I've got mice with scroll wheels, I've got a touchpad that supports swipe-scrolling in the old-fashioned way finger-on-the-edge way and the newfangled Apple multi-touch way. And the 40-year-old scroll bar - which indicates position and length of the page to boot - is still both faster and more precise than any of those things.

In fact, now that even the cheapest computers are so terrifyingly fast compared to the once-heavy demands of a GUI, scrollbars work better than they ever have before. There was once a time when dragging the thumb only changed the display after you'd let go of it; now the page you're looking at flies by in real time sync with the flick of your wrist.

UI and UX design have a congenital problem, a bad pattern that we see again and again, where the designers of fancy new things don't quite grasp how much care, effort, and benefit of experience went into the design of the old thing they're trying to replace. I do not believe that old is always better or that new is always worse, but I do think scroll bars have been around a long time because they work really, really well.

I'm surprised there isn't more effort to develop and improve the scroll bar paradigm instead of replacing it outright. Why not make them even wider, making the thumbs easier to grab, but also make them transparent (but not invisible) when you're not using them, for example? Why not use the space above and below the thumb to show useful information, like an explicit page count, making that space multi-purpose and thus more space-efficient?
posted by Western Infidels at 7:00 AM on November 10, 2011 [7 favorites]


I'm just glad Apple no longer makes them look like blobs of toothpaste.
posted by 0xdeadc0de at 7:01 AM on November 10, 2011 [2 favorites]


In any case, I'm pleased by how transparent scroll bars conserve screen real-estate, nothing clickable occurs over there anyways. I've started trying the "Jump to the spot that's clicked" option under General System Preferences, which might resolve everything.

There is however one extremely moronic feature of Lion's invisible scrollbars, namely they appear only once the scrollbar is selected, not anytime you mouseover, which make learning your current location challenging. I've posted a question about fixing that.
posted by jeffburdges at 7:11 AM on November 10, 2011


I had to fool around with the Lion scrollbars a bit to even notice them, which means they work well for me.
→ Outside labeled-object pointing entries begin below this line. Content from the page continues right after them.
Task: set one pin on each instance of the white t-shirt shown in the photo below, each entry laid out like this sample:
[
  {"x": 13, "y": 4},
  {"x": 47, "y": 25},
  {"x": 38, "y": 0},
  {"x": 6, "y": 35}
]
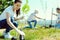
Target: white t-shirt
[
  {"x": 31, "y": 17},
  {"x": 10, "y": 11}
]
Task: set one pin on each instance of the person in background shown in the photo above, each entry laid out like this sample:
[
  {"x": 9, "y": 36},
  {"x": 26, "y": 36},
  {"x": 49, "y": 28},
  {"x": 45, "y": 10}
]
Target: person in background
[
  {"x": 32, "y": 18},
  {"x": 58, "y": 17},
  {"x": 9, "y": 17}
]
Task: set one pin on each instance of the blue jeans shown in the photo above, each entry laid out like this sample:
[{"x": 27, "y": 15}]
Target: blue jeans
[
  {"x": 30, "y": 25},
  {"x": 3, "y": 24},
  {"x": 57, "y": 25}
]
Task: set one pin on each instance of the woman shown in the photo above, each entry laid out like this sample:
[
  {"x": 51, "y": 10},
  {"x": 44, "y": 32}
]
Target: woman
[{"x": 9, "y": 17}]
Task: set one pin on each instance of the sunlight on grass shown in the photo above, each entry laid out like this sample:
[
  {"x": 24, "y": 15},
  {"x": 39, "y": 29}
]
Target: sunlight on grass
[{"x": 38, "y": 33}]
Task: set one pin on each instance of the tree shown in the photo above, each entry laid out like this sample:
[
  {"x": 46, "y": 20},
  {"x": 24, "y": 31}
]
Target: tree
[{"x": 4, "y": 4}]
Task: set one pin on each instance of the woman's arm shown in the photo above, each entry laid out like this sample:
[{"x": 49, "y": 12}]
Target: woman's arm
[
  {"x": 11, "y": 24},
  {"x": 18, "y": 18}
]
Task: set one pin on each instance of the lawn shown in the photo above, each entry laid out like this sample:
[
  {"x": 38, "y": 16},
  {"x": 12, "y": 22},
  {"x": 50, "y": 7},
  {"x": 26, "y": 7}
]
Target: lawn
[{"x": 39, "y": 33}]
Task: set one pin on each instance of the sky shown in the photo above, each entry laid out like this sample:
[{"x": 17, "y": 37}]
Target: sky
[{"x": 45, "y": 7}]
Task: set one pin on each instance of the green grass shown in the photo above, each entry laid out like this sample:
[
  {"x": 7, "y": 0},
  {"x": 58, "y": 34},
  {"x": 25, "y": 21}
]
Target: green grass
[{"x": 38, "y": 33}]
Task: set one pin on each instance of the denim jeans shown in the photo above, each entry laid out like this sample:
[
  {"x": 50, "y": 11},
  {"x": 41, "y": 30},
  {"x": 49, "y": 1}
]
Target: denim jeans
[
  {"x": 3, "y": 24},
  {"x": 30, "y": 25}
]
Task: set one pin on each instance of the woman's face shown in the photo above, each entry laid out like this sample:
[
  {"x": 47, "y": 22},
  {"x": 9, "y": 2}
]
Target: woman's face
[{"x": 17, "y": 5}]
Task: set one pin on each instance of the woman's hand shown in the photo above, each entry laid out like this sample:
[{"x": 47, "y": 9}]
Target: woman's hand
[{"x": 22, "y": 17}]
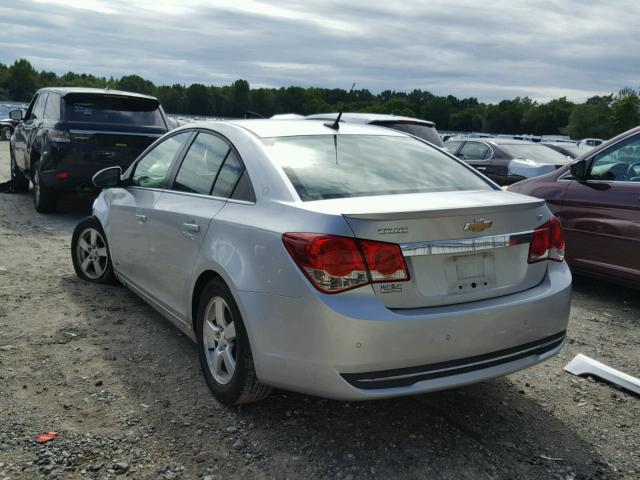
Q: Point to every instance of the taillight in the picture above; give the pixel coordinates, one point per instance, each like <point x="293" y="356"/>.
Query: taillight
<point x="60" y="136"/>
<point x="547" y="242"/>
<point x="385" y="261"/>
<point x="335" y="264"/>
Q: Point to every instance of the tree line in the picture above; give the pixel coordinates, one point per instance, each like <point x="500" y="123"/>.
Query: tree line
<point x="600" y="116"/>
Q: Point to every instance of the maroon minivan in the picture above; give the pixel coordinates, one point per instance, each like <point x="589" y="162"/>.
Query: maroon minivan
<point x="597" y="199"/>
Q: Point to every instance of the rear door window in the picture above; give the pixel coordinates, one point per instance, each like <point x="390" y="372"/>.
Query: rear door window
<point x="38" y="108"/>
<point x="152" y="169"/>
<point x="52" y="110"/>
<point x="475" y="151"/>
<point x="113" y="109"/>
<point x="201" y="165"/>
<point x="340" y="166"/>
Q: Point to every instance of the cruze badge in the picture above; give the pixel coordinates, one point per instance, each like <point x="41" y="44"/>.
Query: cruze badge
<point x="478" y="225"/>
<point x="391" y="230"/>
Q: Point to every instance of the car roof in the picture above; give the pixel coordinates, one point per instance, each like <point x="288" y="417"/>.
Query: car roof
<point x="62" y="91"/>
<point x="289" y="128"/>
<point x="368" y="117"/>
I have a wireless mouse that I use with my new macbook, and when it's plugged in the scrollbars are always there. When I unplug it, they scrollbars fade out, but if I double-finger scroll a little bit, they appear and I can see where I am. I agree with Jeff, though, mousing over them should make them appear.

Interestingly, though, if I unplug and plug in my mouse while the comment box is open, the box and live preview shift up and down and render text over each other. I guess I'll report that to Apple.
posted by Huck500 at 7:29 AM on November 10, 2011 [1 favorite]


It's weird because when Google recently updated Gmail, they decided to put 3 extra scroll bars where there weren't any before. I gave feedback that the new UI had too many scroll bars.
posted by CrazyJoel at 7:40 AM on November 10, 2011


It's taken innovation and misguided intelligence to break one of the most enduring pieces of the interaction design toolkit, and I wish it would stop.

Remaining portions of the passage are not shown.